New Open XML PowerTool Cmdlet simplifies retrieval of document metrics by Doug Mahugh.
From the post:
It’s been a good year for Open XML developers. The release of the Open XML SDK as an open source project back in June was well-received by the community, and enabled contributions such as the makefile to automate use of the SDK on Mono and a Visual Studio project for the SDK. Project leader Eric White has worked to refine and improve the testing process, and here at MS Open Tech we’ve been working with our China team to get the word out, starting with mirroring the repo to GitCafe for ease of access in China.
Today there’s another piece of good news for Open XML developers: Eric White has added a new Get-DocxMetrics Cmdlet to the Open XML PowerTools, the latest step in a developer-focused reengineering of the PowerTools to make them even more flexible and useful to Open XML developers. As Eric explains in his blog post on the Open XML Developer site:
My latest foray is a new Cmdlet, Get-DocxMetrics, which returns a lot of useful information about a WordprocessingML document. A summary of the information it returns for a document:
- The style hierarchy – styles can inherit from other styles, and it is helpful to know what styles are defined in a document.
- The content control hierarchy. We can examine the hierarchy, and design an XSD schema to validate them.
- The list of languages used in a document, such as en-US, fr-FR, and so on.
- Whether a document contains tracked revisions, text boxes, complex fields, simple fields, altChunk content, tables, hyperlinks, legacy frames, ActiveX controls, sub documents, references to null images, embedded spreadsheets, document protection, multi-font runs, the list of numbering formats used, and more.
- Metrics on how large the document is, including element counts, average paragraph lengths, run count, zero length text elements, ASCII character counts, complex script character counts, East Asia character counts, and the count of runs of each of the variety of characters.
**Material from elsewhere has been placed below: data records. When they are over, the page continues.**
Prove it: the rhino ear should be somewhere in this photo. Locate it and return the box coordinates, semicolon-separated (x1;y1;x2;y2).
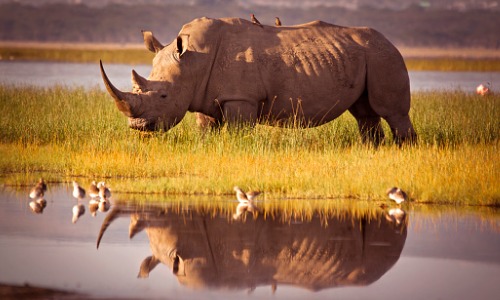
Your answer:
177;34;189;58
141;30;165;53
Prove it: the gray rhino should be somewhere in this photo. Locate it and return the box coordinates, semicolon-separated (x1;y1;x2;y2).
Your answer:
101;18;416;144
97;204;408;291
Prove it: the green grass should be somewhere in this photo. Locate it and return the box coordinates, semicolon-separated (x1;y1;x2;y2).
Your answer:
0;86;500;206
0;46;500;72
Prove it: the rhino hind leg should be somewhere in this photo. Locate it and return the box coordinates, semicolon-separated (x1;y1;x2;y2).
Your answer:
349;93;385;147
384;114;417;146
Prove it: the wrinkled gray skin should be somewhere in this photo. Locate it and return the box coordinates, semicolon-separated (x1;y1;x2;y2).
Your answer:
98;204;408;291
101;18;416;144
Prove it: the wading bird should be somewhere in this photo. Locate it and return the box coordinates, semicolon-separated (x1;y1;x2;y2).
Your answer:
73;181;85;200
387;187;408;204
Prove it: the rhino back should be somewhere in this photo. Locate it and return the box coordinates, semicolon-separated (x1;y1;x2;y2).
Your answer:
181;18;404;122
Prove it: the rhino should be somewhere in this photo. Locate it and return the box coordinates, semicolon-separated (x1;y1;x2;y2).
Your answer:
97;203;408;291
100;17;416;145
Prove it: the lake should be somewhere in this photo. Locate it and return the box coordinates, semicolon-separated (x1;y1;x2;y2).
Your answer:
0;61;500;92
0;184;500;299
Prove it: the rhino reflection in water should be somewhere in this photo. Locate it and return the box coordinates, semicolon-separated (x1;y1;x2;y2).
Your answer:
97;205;408;291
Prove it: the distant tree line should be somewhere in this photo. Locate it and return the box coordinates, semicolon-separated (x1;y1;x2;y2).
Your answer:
0;2;500;48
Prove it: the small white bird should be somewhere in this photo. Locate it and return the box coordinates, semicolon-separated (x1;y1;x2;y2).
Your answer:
97;181;111;201
233;202;255;220
29;201;43;214
71;203;85;224
476;82;490;96
233;186;261;220
274;17;281;27
30;178;47;199
73;181;85;200
389;208;406;225
89;199;100;217
233;186;261;203
99;200;111;212
387;187;408;204
89;181;99;198
250;14;262;27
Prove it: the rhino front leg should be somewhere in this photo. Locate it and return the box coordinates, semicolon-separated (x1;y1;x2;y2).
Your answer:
195;113;220;132
223;100;257;128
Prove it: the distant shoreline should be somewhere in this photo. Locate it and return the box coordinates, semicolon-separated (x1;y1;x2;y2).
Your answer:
0;41;500;59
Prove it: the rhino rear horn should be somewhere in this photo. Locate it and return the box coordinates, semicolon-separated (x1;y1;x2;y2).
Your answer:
141;30;165;53
176;34;189;58
99;60;138;117
132;70;148;91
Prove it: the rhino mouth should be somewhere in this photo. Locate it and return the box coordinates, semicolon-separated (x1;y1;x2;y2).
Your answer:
128;118;158;131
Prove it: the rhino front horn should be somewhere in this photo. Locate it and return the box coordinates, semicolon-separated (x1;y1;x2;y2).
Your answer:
99;60;137;117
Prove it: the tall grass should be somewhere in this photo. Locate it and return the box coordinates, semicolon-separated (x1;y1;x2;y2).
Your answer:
0;86;500;205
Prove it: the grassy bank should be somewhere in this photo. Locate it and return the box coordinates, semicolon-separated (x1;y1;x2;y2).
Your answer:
0;45;500;72
0;86;500;205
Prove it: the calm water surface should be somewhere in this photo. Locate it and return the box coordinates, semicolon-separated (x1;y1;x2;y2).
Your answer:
0;61;500;92
0;185;500;299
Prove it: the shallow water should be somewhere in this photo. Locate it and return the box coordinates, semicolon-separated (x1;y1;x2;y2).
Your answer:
0;61;500;92
0;185;500;299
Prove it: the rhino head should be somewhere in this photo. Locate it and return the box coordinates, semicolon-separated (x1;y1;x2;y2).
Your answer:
100;31;192;131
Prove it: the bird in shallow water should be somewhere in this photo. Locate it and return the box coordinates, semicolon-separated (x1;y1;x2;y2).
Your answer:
29;198;47;214
71;203;85;224
234;186;261;203
30;178;47;199
89;199;100;217
97;181;111;201
233;186;261;220
99;199;111;212
250;14;262;27
89;180;99;198
387;187;408;204
73;181;85;200
388;208;406;225
274;17;281;27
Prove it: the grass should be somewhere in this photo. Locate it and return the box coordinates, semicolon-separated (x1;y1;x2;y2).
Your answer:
0;45;500;72
0;86;500;206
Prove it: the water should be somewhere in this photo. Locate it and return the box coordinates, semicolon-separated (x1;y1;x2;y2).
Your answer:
0;61;500;92
0;185;500;299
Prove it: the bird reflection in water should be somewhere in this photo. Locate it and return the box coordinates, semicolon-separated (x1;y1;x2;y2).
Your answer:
97;202;408;291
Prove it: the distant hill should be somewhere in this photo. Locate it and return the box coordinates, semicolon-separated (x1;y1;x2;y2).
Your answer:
0;0;500;49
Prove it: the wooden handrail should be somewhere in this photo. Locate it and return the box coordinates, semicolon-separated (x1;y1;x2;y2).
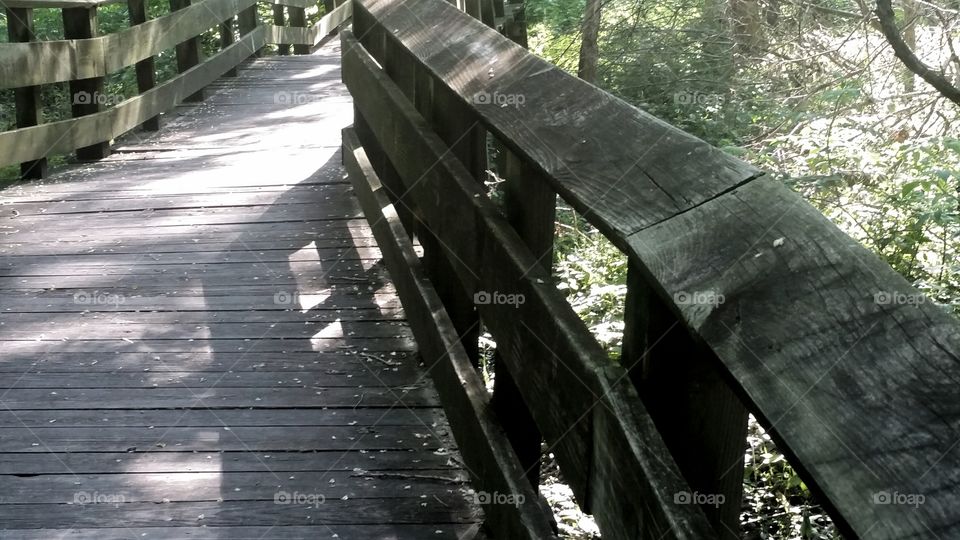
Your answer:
0;0;352;171
343;0;960;538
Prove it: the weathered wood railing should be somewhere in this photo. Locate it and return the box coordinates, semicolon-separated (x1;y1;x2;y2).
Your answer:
0;0;351;178
343;0;960;539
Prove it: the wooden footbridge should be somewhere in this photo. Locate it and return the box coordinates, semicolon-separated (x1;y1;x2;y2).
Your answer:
0;0;960;540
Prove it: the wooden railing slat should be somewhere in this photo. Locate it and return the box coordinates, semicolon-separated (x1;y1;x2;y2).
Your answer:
343;128;555;540
6;7;47;179
357;0;760;240
629;179;960;538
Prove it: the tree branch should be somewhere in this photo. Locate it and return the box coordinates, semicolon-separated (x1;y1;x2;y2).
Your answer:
876;0;960;105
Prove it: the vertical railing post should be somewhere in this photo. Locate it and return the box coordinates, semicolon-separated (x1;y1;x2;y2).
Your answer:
6;8;47;179
273;4;290;56
127;0;160;131
237;3;263;57
414;82;484;367
63;6;110;160
170;0;203;103
220;17;237;77
491;148;557;489
287;6;310;54
621;260;747;540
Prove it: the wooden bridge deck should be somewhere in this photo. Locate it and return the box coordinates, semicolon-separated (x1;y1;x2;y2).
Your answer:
0;35;479;540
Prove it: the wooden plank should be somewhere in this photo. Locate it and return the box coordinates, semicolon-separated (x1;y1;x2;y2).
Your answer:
0;469;464;506
0;0;256;88
3;0;122;9
0;39;480;540
267;2;353;50
63;6;112;160
0;407;447;428
4;522;478;540
0;347;419;372
273;4;290;56
491;149;557;486
620;268;748;540
0;388;437;412
170;0;203;103
220;17;237;77
2;337;416;355
127;0;159;131
0;448;458;472
0;363;418;389
355;0;760;243
342;33;715;538
0;498;476;528
343;125;555;539
631;179;960;538
287;5;316;54
0;26;263;165
6;4;47;179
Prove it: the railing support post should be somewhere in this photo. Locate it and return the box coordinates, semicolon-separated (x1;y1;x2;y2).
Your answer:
237;4;263;57
220;17;237;77
621;260;747;540
63;7;110;160
170;0;203;103
273;4;290;56
6;8;47;179
127;0;160;131
287;7;310;54
414;84;484;367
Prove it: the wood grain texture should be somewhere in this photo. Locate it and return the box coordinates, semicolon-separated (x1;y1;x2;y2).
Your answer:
342;32;715;538
344;125;555;540
356;0;760;243
0;39;481;540
630;179;960;538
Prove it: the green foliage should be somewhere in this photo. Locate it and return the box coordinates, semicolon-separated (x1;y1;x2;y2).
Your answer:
554;205;627;358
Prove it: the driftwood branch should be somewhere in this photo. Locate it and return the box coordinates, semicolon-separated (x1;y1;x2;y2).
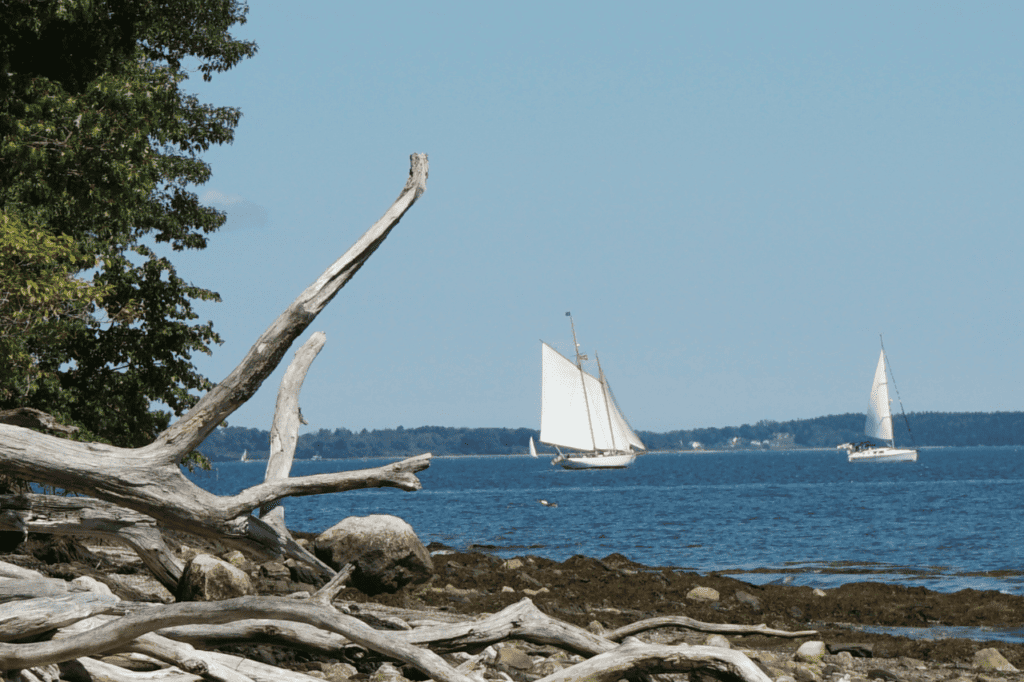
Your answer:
0;494;182;592
0;597;470;682
604;615;818;642
0;154;430;561
543;639;772;682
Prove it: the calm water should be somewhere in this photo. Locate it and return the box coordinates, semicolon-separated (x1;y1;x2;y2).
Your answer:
186;447;1024;595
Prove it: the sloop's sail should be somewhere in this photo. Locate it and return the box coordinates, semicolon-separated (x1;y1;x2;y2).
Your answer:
864;348;893;442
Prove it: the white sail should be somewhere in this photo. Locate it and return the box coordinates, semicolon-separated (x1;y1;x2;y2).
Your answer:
604;377;647;451
541;342;644;452
864;350;893;440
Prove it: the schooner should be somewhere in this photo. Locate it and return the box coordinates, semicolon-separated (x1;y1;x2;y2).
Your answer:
541;312;646;469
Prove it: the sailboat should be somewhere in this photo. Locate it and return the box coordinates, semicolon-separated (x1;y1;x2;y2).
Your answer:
541;312;646;469
839;345;918;462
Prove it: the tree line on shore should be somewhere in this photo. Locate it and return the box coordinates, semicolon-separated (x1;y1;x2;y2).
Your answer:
200;405;1024;461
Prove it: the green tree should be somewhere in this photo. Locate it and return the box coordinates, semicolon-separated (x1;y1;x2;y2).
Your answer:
0;0;256;446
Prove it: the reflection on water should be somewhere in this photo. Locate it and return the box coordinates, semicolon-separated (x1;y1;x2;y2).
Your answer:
835;623;1024;644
Get-DocxMetrics sounds like a viable way to generate statistics on a collection of OpenXML files to determine what features of OpenXML are actually in use by an enterprise or government. That would make creation of specialized tools for such entities a far more certain proposition.
Output from such analysis would be a nice input into a topic map for purposes of mapping usage to other formats. What maps?, what misses?, etc.
Looking forward to hearing more about this tool in the new year!